2: amorphous wire (magnetic conductor)

3: insulator layer

4: electroless plating layer

5: electrolytic coating

6: coil

6A: first coil

6B: second coil

6C: third coil

6T: coil electrode

6X: x-axis coil

6Y: y-axis coil

6Z: z-axis coil

7X: wiring harness

7Y: wiring harness

7Z: wiring harness

R: resist layer

P: resin molding (fixing part)

GA 1: first channel part

GA 2: second channel part

GA 3: third channel part

GB 1: first gap

GB 2: second gap

GC 1: first end part

GC 2: second end portion

GP 1: a first groove part

GP 2: the second groove part

GP 3: third groove part

GQ 1: first gap part

GQ 2: second gap portion

GT 1: first terminal

GT 2: second terminal

Claims

1. A magnetic impedance sensor comprising:

a linear magnetic conductor;

an insulator layer formed on an outer peripheral surface of the magnetic conductor; and

a first coil, a second coil, and a third coil formed spirally on an outer peripheral surface of the insulator layer, and in the magneto-impedance sensor,

the first coil, the second coil, and the third coil are formed of an electrically conductive layer,

the first coil, the second coil, and the third coil are arranged in mutually orthogonal directions.

2. A magneto-impedance sensor as recited in claim 1, wherein the first coil, the second coil, and the third coil are fixed by a fixing portion.

3. A magneto-impedance sensor according to claim 1 or 2, wherein both end portions of the first coil, the second coil, and the third coil are formed as ring-shaped coil electrodes that surround the insulator layer once.

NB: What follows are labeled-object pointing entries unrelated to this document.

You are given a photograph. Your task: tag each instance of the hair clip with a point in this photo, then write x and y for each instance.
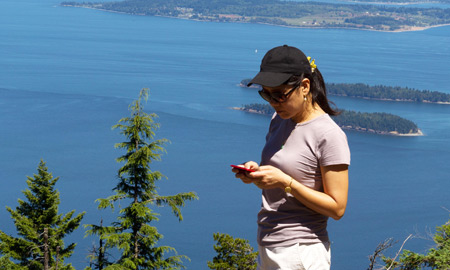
(311, 63)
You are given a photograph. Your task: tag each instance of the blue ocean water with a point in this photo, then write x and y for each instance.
(68, 74)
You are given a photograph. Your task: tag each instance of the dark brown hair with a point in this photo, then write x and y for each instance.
(317, 89)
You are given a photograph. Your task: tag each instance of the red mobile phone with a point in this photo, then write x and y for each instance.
(242, 168)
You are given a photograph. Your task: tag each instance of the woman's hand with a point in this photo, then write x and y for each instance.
(264, 177)
(270, 177)
(246, 176)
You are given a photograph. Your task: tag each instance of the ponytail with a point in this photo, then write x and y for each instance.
(317, 89)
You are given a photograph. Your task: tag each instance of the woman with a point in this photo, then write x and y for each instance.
(304, 168)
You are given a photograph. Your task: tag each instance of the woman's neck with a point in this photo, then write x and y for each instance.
(308, 114)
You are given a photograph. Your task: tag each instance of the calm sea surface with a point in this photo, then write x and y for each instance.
(68, 74)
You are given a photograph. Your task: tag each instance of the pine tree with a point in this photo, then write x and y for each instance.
(132, 233)
(40, 227)
(233, 253)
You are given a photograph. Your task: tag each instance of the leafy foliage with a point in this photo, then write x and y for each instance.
(132, 233)
(232, 253)
(437, 257)
(382, 92)
(39, 213)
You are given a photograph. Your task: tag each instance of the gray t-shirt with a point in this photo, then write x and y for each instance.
(299, 150)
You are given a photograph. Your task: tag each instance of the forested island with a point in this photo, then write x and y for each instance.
(379, 123)
(381, 92)
(285, 13)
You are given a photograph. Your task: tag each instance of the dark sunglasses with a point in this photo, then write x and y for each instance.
(276, 96)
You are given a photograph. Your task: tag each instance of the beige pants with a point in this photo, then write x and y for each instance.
(296, 257)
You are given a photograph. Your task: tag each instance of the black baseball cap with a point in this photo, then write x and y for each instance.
(279, 64)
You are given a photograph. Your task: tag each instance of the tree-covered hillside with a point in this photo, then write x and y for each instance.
(381, 123)
(381, 92)
(289, 13)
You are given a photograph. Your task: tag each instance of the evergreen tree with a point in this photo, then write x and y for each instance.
(132, 233)
(232, 253)
(40, 227)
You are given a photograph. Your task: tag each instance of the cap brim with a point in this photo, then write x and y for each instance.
(270, 79)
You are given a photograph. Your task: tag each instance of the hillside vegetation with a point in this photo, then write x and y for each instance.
(286, 13)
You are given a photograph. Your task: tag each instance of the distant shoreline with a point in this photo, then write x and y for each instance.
(403, 29)
(347, 127)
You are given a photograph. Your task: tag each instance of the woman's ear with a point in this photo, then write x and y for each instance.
(305, 86)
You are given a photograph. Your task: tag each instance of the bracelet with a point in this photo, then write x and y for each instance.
(288, 189)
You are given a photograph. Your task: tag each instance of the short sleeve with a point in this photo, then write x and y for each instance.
(333, 148)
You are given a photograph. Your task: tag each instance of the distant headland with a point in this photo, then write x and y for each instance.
(381, 92)
(378, 123)
(289, 13)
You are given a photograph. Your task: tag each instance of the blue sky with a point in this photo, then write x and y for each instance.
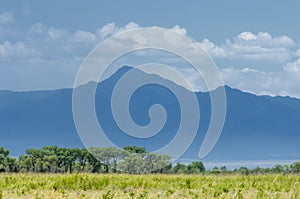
(254, 43)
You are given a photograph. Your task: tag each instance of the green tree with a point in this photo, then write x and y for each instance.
(135, 149)
(179, 168)
(3, 155)
(295, 167)
(196, 167)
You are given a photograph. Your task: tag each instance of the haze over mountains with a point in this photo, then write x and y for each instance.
(256, 127)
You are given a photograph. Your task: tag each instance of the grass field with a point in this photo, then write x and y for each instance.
(148, 186)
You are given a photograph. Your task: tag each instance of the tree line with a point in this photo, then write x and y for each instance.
(132, 159)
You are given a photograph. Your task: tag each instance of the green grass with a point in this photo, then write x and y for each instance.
(148, 186)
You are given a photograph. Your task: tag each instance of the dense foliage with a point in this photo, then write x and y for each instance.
(53, 159)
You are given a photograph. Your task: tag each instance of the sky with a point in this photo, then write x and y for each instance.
(255, 44)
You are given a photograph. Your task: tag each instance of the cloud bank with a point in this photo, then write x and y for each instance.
(48, 57)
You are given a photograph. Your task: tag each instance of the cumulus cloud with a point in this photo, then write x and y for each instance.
(256, 47)
(7, 18)
(15, 50)
(60, 52)
(284, 83)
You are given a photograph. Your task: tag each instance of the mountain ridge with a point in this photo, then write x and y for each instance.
(253, 126)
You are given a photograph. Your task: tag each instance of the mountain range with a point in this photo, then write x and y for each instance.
(256, 127)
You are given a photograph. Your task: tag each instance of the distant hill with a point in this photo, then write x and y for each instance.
(256, 127)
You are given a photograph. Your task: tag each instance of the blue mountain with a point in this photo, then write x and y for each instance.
(256, 127)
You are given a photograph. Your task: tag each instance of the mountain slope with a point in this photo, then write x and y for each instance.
(256, 127)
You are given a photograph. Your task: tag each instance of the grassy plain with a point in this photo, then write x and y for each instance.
(148, 186)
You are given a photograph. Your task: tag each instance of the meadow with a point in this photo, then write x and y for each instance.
(107, 186)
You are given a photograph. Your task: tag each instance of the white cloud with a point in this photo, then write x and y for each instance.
(108, 29)
(179, 29)
(15, 50)
(255, 47)
(7, 18)
(84, 36)
(284, 83)
(60, 52)
(111, 29)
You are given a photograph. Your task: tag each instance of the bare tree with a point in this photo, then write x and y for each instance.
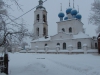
(94, 17)
(10, 32)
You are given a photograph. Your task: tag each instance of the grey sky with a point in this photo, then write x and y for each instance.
(53, 8)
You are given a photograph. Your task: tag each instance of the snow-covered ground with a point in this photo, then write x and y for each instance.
(54, 64)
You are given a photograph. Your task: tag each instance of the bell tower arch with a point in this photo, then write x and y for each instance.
(40, 21)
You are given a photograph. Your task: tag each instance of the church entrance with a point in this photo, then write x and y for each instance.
(64, 46)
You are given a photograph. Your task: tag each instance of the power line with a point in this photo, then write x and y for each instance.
(23, 14)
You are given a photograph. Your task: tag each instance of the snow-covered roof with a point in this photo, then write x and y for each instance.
(81, 35)
(84, 44)
(42, 39)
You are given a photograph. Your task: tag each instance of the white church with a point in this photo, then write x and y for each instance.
(70, 32)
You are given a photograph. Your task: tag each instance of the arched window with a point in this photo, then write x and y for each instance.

4. A method of manufacturing a magneto-impedance sensor, comprising:

an insulating step of forming an insulator layer on an outer peripheral surface of the linear magnetic conductor;

a conductive layer forming step of forming a conductive layer on an outer peripheral surface of the insulator layer;

a resist step of forming a resist layer on an outer peripheral surface of the conductive layer;

an exposure step of forming a first channel portion, a second channel portion, and a third channel portion in a spiral shape on an outer peripheral surface of the resist layer by exposing the resist layer with laser light, respectively, forming a first gap around the resist layer between the first channel portion and the second channel portion on the outer peripheral surface of the resist layer, and forming a second gap around the resist layer between the second channel portion and the third channel portion on the outer peripheral surface of the resist layer;

an etching step of etching the resist layer as a cover material to remove the conductive layer in the first channel portion, the second channel portion, the third channel portion, the first gap, and the second gap, thereby forming a first coil from the conductive layer remaining around the first channel portion, a second coil from the conductive layer remaining around the second channel portion, and a third coil from the conductive layer remaining around the third channel portion; and

and a bending step of bending the magnetic conductor and the insulator layer between the first coil and the second coil and between the second coil and the third coil, thereby arranging the first coil, the second coil, and the third coil in directions orthogonal to each other.

5. A method for manufacturing a magneto-impedance sensor according to claim 4, comprising a fixing step of fixing the first coil, the second coil, and the third coil arranged in the bending step by a fixing portion.

6. The method of manufacturing a magneto-impedance sensor according to claim 4 or 5, wherein in the exposing step, a first end portion that surrounds the resist layer is formed on an outer end side of the outer peripheral surface of the resist layer that is further from the first channel portion, a second end portion that surrounds the resist layer is formed on an outer end side of the outer peripheral surface of the resist layer that is further from the third channel portion, and the first end portion, the first channel portion, the first gap, the second channel portion, the second gap, the third channel portion, and the second end portion are formed so as to be spaced apart from each other,

in the etching step, the conductive layers remaining at the respective end portions of the first coil, the second coil, and the third coil are formed as ring-shaped coil electrodes that surround the insulator layer once.